In order to set prices in any business, it is very important to calculate a cost per unit, as there is a strong relationship between unit cost and price, as is discussed later in this tip sheet.
When estimating costs, operators of historic sites need to decide what aspects of their business are reasonably expected to be covered by the sales of goods and services. Major renovations or infrastructure costs are likely going to be financed through grants, private philanthropy, or possibly loans. However, operational (variable) costs and reasonable* overhead (fixed) costs incurred in a given year should be included when setting prices.
*Reasonable is a subjective concept, obviously, but if your site operates a museum in 50% of the space of your historic property, then museum admissions should only cover 50% of the overhead.
The following equation makes it relatively easy to set a price to covers costs:
Price of Product X = (Variable Costs of product X + a % of Fixed Costs for product X)
Estimated # of sales of product X per year
Estimating the number of sales per year can be based upon past years’ (or several years’) statistics, a target in a marketing strategy, or even an educated guess based upon business planning efforts.
Relationship between unit cost and price
There are two different groups of pricing strategies. The first group intentionally sets price below cost and is typically used to attract new customers, sell off old/excess inventory, or to liquidate a business. The second group of strategies sets price at or above cost and are used to maximize revenue and/or to sustain (and grow) the business.
Different pricing techniques will help achieve different marketing goals for your organization. For more detail on each of these strategies and how they might apply to your historic site, read our Tip Sheet: Expanding on 8 Pricing Strategies for Historic Sites.
Maximizing value for your customer while covering your costs
You may choose one or more strategy to achieve your organization’s marketing goals. However, the most effective pricing strategy is the one that confirms for your customer that you are providing them with good value for their money. At historic sites, the customer is a student, an advocate, a marketer, and the very reason for the preservation and celebration of the location. It is important that they feel their experience is valuable.

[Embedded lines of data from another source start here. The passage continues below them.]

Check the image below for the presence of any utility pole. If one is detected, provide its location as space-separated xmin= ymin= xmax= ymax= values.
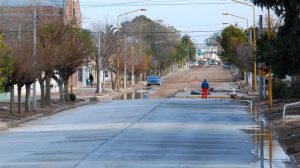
xmin=96 ymin=28 xmax=102 ymax=94
xmin=124 ymin=33 xmax=127 ymax=89
xmin=258 ymin=15 xmax=263 ymax=100
xmin=131 ymin=36 xmax=134 ymax=85
xmin=268 ymin=8 xmax=273 ymax=108
xmin=32 ymin=0 xmax=37 ymax=111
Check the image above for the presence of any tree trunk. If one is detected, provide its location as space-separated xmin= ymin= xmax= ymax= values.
xmin=63 ymin=79 xmax=70 ymax=102
xmin=102 ymin=69 xmax=105 ymax=90
xmin=18 ymin=85 xmax=23 ymax=114
xmin=9 ymin=84 xmax=15 ymax=115
xmin=109 ymin=71 xmax=117 ymax=90
xmin=25 ymin=84 xmax=31 ymax=112
xmin=45 ymin=73 xmax=51 ymax=106
xmin=38 ymin=75 xmax=45 ymax=108
xmin=96 ymin=56 xmax=102 ymax=94
xmin=51 ymin=74 xmax=65 ymax=102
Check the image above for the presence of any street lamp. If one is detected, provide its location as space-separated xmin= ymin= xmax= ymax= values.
xmin=232 ymin=0 xmax=257 ymax=91
xmin=117 ymin=8 xmax=146 ymax=89
xmin=222 ymin=22 xmax=243 ymax=29
xmin=139 ymin=20 xmax=162 ymax=80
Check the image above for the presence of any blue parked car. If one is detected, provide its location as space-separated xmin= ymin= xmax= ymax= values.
xmin=147 ymin=75 xmax=161 ymax=86
xmin=223 ymin=62 xmax=230 ymax=69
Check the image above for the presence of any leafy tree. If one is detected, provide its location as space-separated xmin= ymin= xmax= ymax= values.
xmin=219 ymin=26 xmax=246 ymax=65
xmin=0 ymin=34 xmax=13 ymax=93
xmin=177 ymin=35 xmax=196 ymax=64
xmin=204 ymin=32 xmax=222 ymax=48
xmin=41 ymin=22 xmax=92 ymax=101
xmin=253 ymin=0 xmax=300 ymax=77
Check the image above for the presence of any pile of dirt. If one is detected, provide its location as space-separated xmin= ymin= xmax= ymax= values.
xmin=258 ymin=100 xmax=300 ymax=165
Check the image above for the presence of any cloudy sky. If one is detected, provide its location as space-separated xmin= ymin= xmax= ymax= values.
xmin=80 ymin=0 xmax=264 ymax=44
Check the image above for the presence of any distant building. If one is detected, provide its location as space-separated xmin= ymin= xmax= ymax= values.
xmin=196 ymin=46 xmax=220 ymax=61
xmin=0 ymin=0 xmax=81 ymax=42
xmin=0 ymin=0 xmax=84 ymax=86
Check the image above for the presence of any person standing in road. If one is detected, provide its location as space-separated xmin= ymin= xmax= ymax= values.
xmin=201 ymin=79 xmax=209 ymax=99
xmin=89 ymin=74 xmax=94 ymax=86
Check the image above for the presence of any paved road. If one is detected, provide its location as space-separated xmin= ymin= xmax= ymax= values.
xmin=0 ymin=99 xmax=292 ymax=168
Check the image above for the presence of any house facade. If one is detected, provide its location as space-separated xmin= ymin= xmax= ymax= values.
xmin=0 ymin=0 xmax=89 ymax=89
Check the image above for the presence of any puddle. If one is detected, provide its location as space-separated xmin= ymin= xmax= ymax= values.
xmin=247 ymin=102 xmax=293 ymax=168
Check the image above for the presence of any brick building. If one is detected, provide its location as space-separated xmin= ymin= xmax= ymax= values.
xmin=0 ymin=0 xmax=81 ymax=42
xmin=0 ymin=0 xmax=82 ymax=90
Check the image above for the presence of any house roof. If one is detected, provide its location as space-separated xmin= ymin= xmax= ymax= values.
xmin=0 ymin=0 xmax=67 ymax=8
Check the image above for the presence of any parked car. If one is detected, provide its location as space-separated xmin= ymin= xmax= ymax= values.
xmin=223 ymin=62 xmax=230 ymax=69
xmin=147 ymin=75 xmax=161 ymax=86
xmin=209 ymin=60 xmax=218 ymax=65
xmin=189 ymin=62 xmax=198 ymax=68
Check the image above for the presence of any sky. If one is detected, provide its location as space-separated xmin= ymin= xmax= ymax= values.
xmin=79 ymin=0 xmax=266 ymax=45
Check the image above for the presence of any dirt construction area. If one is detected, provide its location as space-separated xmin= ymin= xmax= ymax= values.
xmin=0 ymin=66 xmax=300 ymax=167
xmin=150 ymin=66 xmax=233 ymax=98
xmin=150 ymin=66 xmax=300 ymax=167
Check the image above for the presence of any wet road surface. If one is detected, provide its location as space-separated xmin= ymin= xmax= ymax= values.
xmin=0 ymin=99 xmax=289 ymax=168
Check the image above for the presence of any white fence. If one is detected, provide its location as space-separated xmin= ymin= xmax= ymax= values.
xmin=282 ymin=102 xmax=300 ymax=124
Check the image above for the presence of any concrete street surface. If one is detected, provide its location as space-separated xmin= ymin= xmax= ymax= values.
xmin=0 ymin=98 xmax=288 ymax=168
xmin=0 ymin=66 xmax=291 ymax=168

Of course, it is important to set prices that cover the operational costs of providing a good or service to your customer, but you can also set your price to have a profound effect on the value that they perceive they will get (or will have had).
Every historic site will have a different ability to charge for their experience or product. However, visitors to most historic sites are likely driven by more than price as they want an experience, they want to learn and they want something they can’t get elsewhere.
The more unique your experience and the more effective your marketing in conveying that uniqueness, the more you can increase prices without fearing a drop in sales. By investing in marketing and providing a quality experience, your site will become a more desired destination, and with that improvement, you can increase prices to maximize both revenue and customer value. Many tourist locations are able to charge relatively high prices, and their prices do not necessarily drive away all their customers; instead, their prices are simply a reflection of what the site operators perceive their customers will pay for their experience.
1, 2, 3: Set your price
By applying three simple steps—defining your marketing goals, calculating unit costs and setting price to convey the value of your experience—setting prices for services, admission or products becomes relatively straightforward. Note that price is only one component of a marketing mix, and that it is important you also consider the quality of the product, the messages you use to promote your site and the locations where you convey that message to your audience.